É a Gabriel Campanario, jornalista catalão radicado nos Estados Unidos, que se deve este movimento. Começou por criar diários gráficos para inovar as suas reportagens para o diário ‘Seattle Times’ e rapidamente as suas peças se tornaram as mais lidas on-line.  Em 2008, o português Eduardo Salavisa entrou na ligação internacional e em Março de 2009 lançou o Urban Sketchers Portugal, “por o blogue internacional ter mais de cem membros e não poder aceitar novos elementos”, conta Mário Linhares, um dos responsáveis pela organização da página nacional.

Virada para a promoção de encontros e workshops, a base dos urban sketchers não tem fins lucrativos. “É claro que o grupo também integra pessoas com uma visão mais profissional, há ilustradores que viajam com o propósito de editar os seus diários, mas geralmente, quando partimos para desenhar, não temos essa ideia. E é nessa situação de descompromisso, em que há mais tempo disponível, que os desenhos correm melhor. O que nos move é o processo e o gosto”, destaca Mário Linhares.

Curioso é apreciar o mesmo local registado por mãos diferentes. Pois “o desenho é uma espécie de caligrafia, nunca é igual”, frisa José Louro. E neste processo de criação, “o critério de semelhança é apenas um”, acrescenta o designer, que assume preferir “um traço mais rápido e simples”.

Mário usa caneta ou lápis, uma caixa pequena de aguarelas e um pincel com reservatório de água. José Louro prefere a caneta preta de feltro, material “de supermercado, o mais simples possível”. Pedro usa lápis de cor, que cortou ao meio para caberem numa caixa de tabaco. Em comum, os três autores não dispensam os cadernos de capa dura.

“A vantagem dos cadernos, em vez das folhas soltas, é que deste modo mantemos o momento. O facto de ser um caderno permite-nos criar um diário, que conta a história, muitas vezes também com legendas”, diz Mário Linhares, enquanto folheia o seu livro e exibe desenhos que se complementam na folha dupla. “Acaba por estar ali o próprio percurso e o tempo que se passa a desenhar”, que é mais lento do que o da fotografia,  acrescenta Pedro Cabral.

Por estarem em voga, os cadernos de capa dura também ajudaram a lançar o movimento, admite José Louro. “Moda ou não, a verdade é que, desde há dez anos, são cada vez mais as pessoas a desenhar.” E no blogue dos Urban Sketchers Portugal há hoje mais de 300 autores a publicar diários gráficos.

Encontro na Assembleia

Aos encontros livres que os Urban Sketchers Portugal organizam, com uma regularidade bimensal, chegam pessoas de todas as idades e formações, muitas vezes de improviso.

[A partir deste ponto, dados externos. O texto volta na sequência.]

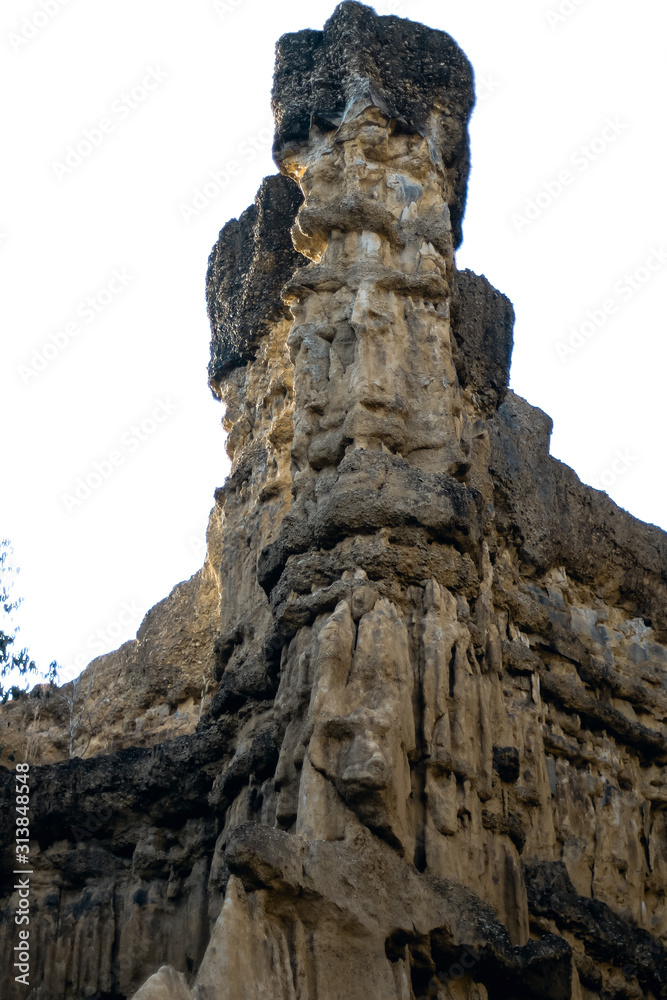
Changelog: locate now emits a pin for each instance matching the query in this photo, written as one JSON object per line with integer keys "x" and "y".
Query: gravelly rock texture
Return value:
{"x": 433, "y": 762}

Outros há que exigem inscrição prévia. É o caso do encontro agendado para o próximo dia 28 de abril, que lança o desafio de desenhar as diferentes ruas que desembocam na Assembleia da República (AR), em Lisboa.

“É preciso confirmar, pois as pessoas serão distribuídas pelas ruas e cada uma terá um percurso para desenhar”, explica Mário Linhares. O encontro final será na escadaria da AR e o resultado dessa viagem será exibido em exposição na Fundação Mário Soares.

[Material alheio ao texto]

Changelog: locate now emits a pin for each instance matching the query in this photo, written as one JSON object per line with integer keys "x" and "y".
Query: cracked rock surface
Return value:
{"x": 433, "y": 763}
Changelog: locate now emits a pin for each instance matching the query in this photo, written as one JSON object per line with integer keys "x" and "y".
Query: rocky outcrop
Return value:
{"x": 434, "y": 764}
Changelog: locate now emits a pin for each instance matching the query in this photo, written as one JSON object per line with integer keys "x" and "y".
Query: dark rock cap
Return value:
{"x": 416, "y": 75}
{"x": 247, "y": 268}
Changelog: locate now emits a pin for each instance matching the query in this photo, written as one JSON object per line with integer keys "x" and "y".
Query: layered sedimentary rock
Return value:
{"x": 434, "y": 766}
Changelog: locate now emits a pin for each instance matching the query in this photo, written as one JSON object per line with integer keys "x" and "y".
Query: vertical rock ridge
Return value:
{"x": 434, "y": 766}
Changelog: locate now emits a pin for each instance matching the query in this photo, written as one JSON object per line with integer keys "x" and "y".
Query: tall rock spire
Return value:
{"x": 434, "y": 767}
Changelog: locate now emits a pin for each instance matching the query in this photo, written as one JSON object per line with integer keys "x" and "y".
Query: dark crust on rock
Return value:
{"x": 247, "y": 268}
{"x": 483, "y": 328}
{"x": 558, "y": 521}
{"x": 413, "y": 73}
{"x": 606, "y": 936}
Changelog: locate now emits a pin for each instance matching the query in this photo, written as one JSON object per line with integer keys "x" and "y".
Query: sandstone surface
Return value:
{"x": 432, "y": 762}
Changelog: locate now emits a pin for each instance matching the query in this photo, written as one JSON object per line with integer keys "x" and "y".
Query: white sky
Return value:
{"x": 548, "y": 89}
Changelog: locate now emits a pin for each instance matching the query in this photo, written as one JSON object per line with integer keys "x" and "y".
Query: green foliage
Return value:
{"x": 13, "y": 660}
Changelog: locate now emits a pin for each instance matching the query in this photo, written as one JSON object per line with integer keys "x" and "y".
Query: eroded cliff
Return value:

Destes encontros, que muitas vezes também fogem ao espaço urbano, ficam sempre “boas recordações”. José Louro destaca, pelo inesperado, a ida a “uma matança do porco, em Reguengos de Monsaraz, onde foi muito curioso estar a desenhar envolto em todo aquele cenário, com o barulho que acompanha o ritual da matança”. Inspirador “foi também o segundo simpósio internacional, que juntou mais de 200 urban sketchers de todo o Mundo em Lisboa”. 

Para Mário Linhares foi marcante o dia em que 400 pessoas se juntaram na capital portuguesa para desenhar o Terreiro do Paço. “Foi um momento fantástico. Lisboa tem vistas únicas, uma luz muito limpa e uns cambiantes, umas sombras, que vão mudando ao longo do dia. Toda as pessoas ficam fascinadas quando aqui chegam.”

A estes momentos, Pedro Cabral soma todos os outros. “Gosto particularmente de voltar aos cadernos e revisitar os desenhos. É muito intenso, cria-se uma relação que nunca se apaga. E um caderno nunca se vende. É nosso.”